I just ran into the same issue, and indeed removing duplicate points did solved the problem. I used a simple workaround, but I am not sure if it is justified to do so or it actually affects the method: can we safely remove the duplicates, embed the unique points and then reconstruct the original array by re-duplicating the embeddings?

My intuitition of the technique is that if N points are exactly the same we could safely work with only one of them and map all of them to the result, but I would like confirmation from someone who actually understands all the math involved. If that assumption is correct, I guess I can start working in a pull request adding the fix.

lmcinnes commented 6 years ago

It is not necessarily ideal. I really need to understand better how duplicate points are resulting in a recursion error to be honest. My understanding is that they should not, but perhaps I have missed a corner case in the implementation somewhere.

On Mon, Aug 27, 2018 at 4:23 AM Diego Vicente notifications@github.com wrote:

I just ran into the same issue, and indeed removing duplicate points did solved the problem.
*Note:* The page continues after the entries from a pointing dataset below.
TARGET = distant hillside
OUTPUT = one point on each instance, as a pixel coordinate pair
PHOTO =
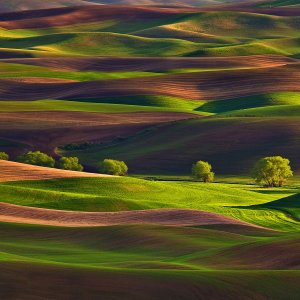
(18, 5)
(279, 3)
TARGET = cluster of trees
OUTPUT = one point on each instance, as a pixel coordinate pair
(272, 171)
(38, 158)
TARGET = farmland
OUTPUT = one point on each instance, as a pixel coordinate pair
(159, 85)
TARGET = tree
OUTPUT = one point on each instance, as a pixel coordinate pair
(4, 156)
(37, 158)
(202, 170)
(272, 171)
(70, 163)
(113, 167)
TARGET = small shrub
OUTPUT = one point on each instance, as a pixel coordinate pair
(113, 167)
(37, 158)
(272, 171)
(70, 163)
(202, 170)
(4, 156)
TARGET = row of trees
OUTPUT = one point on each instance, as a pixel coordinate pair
(38, 158)
(270, 171)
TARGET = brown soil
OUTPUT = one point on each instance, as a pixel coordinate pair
(170, 217)
(208, 85)
(108, 64)
(12, 171)
(47, 130)
(85, 14)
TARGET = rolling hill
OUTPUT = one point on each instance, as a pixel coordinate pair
(160, 85)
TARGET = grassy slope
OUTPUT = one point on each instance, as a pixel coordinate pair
(221, 34)
(115, 194)
(60, 105)
(159, 262)
(241, 140)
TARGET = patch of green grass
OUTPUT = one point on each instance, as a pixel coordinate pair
(255, 101)
(115, 194)
(9, 70)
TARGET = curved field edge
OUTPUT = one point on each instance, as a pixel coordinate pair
(124, 194)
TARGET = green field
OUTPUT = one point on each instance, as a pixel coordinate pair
(159, 87)
(240, 201)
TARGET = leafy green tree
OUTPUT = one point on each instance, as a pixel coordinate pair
(4, 156)
(113, 167)
(37, 158)
(272, 171)
(202, 170)
(70, 163)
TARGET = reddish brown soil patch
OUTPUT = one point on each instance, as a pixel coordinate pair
(231, 145)
(169, 217)
(12, 171)
(108, 64)
(85, 14)
(274, 255)
(47, 130)
(208, 85)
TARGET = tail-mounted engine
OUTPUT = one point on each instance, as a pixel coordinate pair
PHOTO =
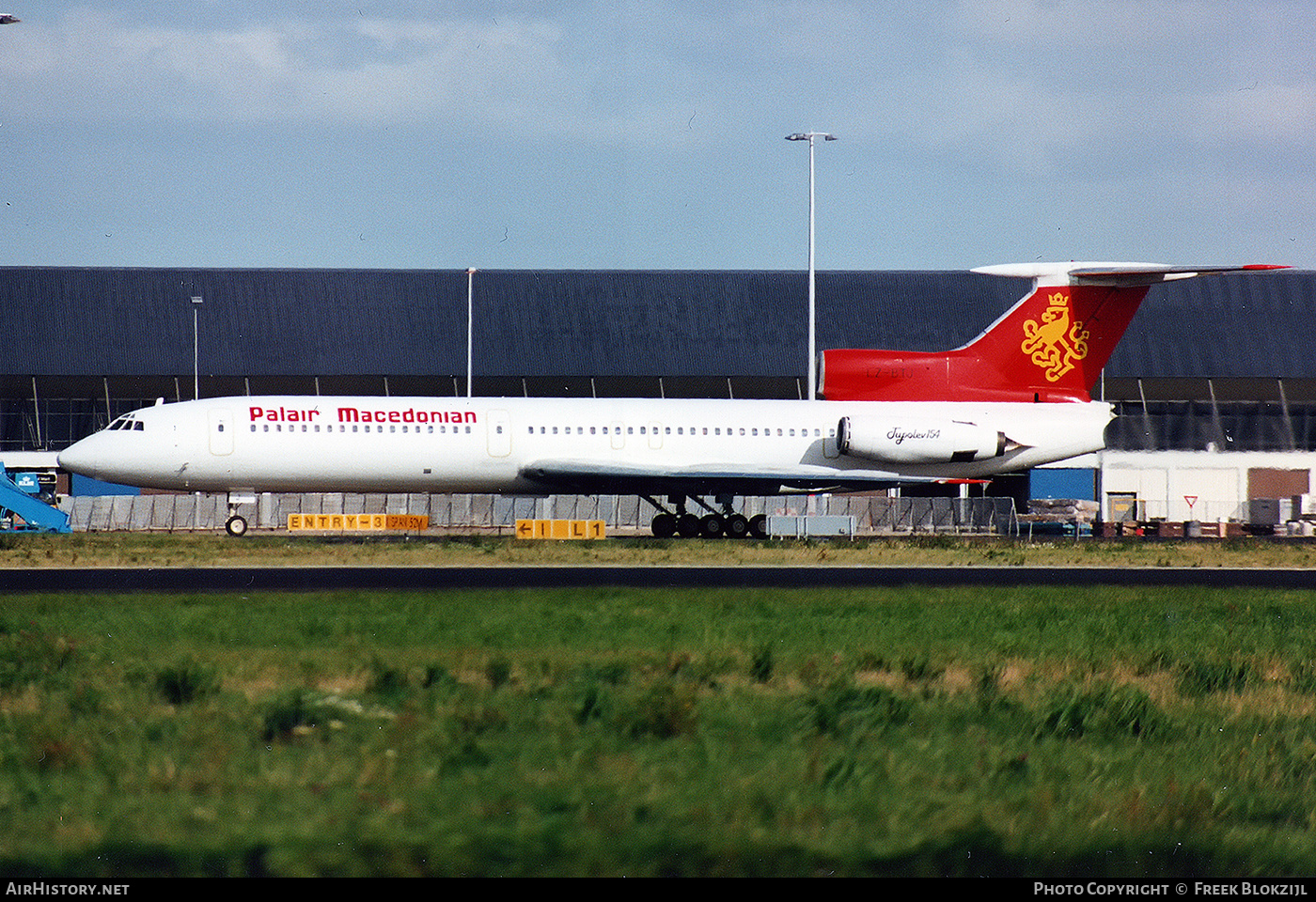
(920, 442)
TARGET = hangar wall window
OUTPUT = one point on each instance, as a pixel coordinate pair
(1204, 427)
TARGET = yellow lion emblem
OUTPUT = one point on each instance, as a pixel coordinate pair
(1053, 343)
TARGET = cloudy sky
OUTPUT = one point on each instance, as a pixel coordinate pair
(624, 134)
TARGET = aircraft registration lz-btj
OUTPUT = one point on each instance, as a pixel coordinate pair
(1015, 397)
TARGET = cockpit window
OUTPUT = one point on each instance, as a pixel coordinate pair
(128, 422)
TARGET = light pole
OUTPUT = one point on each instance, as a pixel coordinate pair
(813, 358)
(470, 323)
(196, 343)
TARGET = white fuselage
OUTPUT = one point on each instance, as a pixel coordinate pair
(319, 443)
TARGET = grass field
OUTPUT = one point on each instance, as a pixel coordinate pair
(634, 733)
(282, 549)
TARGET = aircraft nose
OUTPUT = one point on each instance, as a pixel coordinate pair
(78, 458)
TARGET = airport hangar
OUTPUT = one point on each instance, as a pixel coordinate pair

I used a simple workaround, but I am not sure if it is justified to do so or it actually affects the method: can we safely remove the duplicates, embed the unique points and then reconstruct the original array by re-duplicating the embeddings?

My intuitition of the technique is that if N points are exactly the same we could safely work with only one of them and map all of them to the result, but I would like confirmation from someone who actually understands all the math involved. If that assumption is correct, I guess I can start working in a pull request adding the fix.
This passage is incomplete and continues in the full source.